Reeling from divorce and child custody suits, amassing vast debt, tiring, both physically and spiritually, of headlining an endless string of actioners that are virtual remakes of the same thing over and over, the muscle from Brussels returns home to lick his wounds and settle some business. But life will soon imitate art, and weirdly. It starts, aptly enough, in a sleepy video club that will soon be crammed with cops, some of whom wear only their underpants. They’re responding to one of the most memorable radioed-in cries for help in recent memory: “Please. Hurry. Jean-Claude Van Damme is robbing a post office!”
It appears Van Damme’s gone postal, though the truth is more complicated, involving hostages, many layers of theatre, meditations on the social duties of celebrities, a really bad and quite annoying bad guy with John Cazale’s haircut from Dog Day Afternoon, and a humiliating courtroom scene where a prosecuting attorney slaps down DVDs and rattles off the countless ways Van Damme has meted out death upon fictive victims for the last two decades. As helmed by Mabrouk El Mechri, JCVD is pitched somewhere between Jean-Luc Godard, Charlie Kaufman, a midnight movie and a cartoon. He bathes the whole thing in this bizarre, ugly, sort of bronzing ethereal haze that’s perhaps meant to resemble what the world looks like after 18 consecutive hours in a tanning bed. Like the enjoyably throwback score, the Dutch angles, or the long takes which frequently fix solely on Van Damme’s face even during a conversation, it’s one of many choices that render JCVD stylishly stoned and indiscriminate. But it’s never less than watchable and utterly diverting.

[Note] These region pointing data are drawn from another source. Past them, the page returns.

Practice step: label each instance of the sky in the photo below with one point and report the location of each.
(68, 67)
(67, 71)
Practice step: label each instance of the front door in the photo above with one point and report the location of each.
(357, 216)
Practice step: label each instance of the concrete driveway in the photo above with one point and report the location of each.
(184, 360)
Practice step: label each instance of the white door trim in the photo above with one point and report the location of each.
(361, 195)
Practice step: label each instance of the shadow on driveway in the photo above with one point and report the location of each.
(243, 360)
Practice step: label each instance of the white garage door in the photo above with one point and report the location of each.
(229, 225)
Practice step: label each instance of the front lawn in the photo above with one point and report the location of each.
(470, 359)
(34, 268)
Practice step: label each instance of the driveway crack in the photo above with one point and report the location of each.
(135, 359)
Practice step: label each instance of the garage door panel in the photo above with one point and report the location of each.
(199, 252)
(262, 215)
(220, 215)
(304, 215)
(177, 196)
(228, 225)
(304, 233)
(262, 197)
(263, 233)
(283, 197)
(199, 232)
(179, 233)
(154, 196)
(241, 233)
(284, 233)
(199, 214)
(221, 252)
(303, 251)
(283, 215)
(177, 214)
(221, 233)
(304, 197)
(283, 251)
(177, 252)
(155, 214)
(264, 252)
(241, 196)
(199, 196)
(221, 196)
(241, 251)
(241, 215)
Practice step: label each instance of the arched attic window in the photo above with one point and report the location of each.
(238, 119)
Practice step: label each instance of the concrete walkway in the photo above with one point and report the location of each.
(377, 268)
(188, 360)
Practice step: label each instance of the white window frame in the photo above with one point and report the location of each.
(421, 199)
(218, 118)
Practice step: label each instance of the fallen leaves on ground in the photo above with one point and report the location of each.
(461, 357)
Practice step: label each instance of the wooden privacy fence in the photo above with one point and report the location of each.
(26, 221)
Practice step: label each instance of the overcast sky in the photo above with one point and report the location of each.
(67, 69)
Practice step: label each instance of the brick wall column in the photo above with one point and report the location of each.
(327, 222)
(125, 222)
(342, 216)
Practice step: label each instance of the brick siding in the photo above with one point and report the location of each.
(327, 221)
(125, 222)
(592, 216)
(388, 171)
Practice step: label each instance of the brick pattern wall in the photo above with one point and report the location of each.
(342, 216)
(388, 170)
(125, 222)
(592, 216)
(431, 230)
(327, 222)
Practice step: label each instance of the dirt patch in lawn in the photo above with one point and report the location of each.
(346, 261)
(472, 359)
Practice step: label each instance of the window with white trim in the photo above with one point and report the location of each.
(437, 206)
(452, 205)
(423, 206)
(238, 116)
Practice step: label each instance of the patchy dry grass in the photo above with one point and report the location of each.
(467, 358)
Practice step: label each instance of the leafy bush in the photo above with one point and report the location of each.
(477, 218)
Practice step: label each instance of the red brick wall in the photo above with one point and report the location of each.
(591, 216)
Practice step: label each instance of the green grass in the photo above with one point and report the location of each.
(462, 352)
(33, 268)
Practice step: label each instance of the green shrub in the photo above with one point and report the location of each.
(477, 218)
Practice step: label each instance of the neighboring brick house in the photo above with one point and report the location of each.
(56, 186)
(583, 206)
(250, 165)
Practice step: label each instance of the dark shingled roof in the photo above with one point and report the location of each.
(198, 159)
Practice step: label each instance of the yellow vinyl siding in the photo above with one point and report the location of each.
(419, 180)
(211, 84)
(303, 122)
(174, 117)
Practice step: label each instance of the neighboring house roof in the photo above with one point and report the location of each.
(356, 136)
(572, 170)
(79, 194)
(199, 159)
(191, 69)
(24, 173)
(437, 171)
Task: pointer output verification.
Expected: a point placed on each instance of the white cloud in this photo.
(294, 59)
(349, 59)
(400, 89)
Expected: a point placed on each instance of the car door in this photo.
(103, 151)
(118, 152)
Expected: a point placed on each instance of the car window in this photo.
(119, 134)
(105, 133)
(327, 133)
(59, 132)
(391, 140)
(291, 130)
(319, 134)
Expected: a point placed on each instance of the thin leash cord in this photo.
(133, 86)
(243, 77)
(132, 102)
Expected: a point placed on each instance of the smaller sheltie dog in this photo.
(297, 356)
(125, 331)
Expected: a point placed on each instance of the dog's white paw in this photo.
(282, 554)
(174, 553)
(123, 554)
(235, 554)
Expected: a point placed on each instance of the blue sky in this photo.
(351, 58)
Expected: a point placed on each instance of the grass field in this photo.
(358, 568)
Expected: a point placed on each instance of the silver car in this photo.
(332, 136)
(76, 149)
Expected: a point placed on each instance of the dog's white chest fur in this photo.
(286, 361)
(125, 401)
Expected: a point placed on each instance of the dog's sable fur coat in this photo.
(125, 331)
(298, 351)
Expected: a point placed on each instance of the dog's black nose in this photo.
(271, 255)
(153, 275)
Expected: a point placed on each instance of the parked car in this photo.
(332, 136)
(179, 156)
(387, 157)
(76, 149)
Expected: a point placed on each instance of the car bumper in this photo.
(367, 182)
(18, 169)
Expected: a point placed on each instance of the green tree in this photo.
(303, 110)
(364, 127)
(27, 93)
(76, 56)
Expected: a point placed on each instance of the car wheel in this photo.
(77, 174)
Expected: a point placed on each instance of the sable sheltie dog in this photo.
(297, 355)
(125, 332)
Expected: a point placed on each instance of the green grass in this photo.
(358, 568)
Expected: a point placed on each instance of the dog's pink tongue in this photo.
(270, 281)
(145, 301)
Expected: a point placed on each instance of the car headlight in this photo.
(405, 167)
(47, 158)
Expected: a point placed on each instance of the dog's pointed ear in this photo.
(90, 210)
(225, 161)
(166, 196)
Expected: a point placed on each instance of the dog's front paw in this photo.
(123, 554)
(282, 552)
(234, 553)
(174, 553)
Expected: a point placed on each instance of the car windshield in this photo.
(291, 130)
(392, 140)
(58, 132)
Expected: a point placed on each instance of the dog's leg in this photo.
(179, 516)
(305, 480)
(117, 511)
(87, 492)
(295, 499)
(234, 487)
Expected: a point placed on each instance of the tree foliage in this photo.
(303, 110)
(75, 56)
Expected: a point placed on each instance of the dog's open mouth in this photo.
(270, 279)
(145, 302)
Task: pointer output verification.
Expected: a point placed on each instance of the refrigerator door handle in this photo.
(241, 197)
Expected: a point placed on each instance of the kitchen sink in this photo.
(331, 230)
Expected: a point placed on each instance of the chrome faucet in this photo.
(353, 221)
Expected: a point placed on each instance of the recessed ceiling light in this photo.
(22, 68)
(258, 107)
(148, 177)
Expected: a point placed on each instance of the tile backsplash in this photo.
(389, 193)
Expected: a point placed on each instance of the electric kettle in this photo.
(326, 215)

What grounds all this at all is obviously Van Damme himself, who seems to be genuinely laying his heart bare, slumped in chairs complaining about shit scripts, signing autographs and posing for pics, doing a few high kicks, and flipping out when he can’t make a simply bank transaction. The movie’s key scene has Van Damme drift out of the action altogether for a few minutes, floating up to the ceiling like the hero of Donald Antrim’s The Verificationist, delivering this rambling, semi-coherent, Brando-esque monologue about fame, drugs, women and whatever else haunts the tired mind of a Belgian kickboxing movie star. In some parallel universe it just won him the Oscar.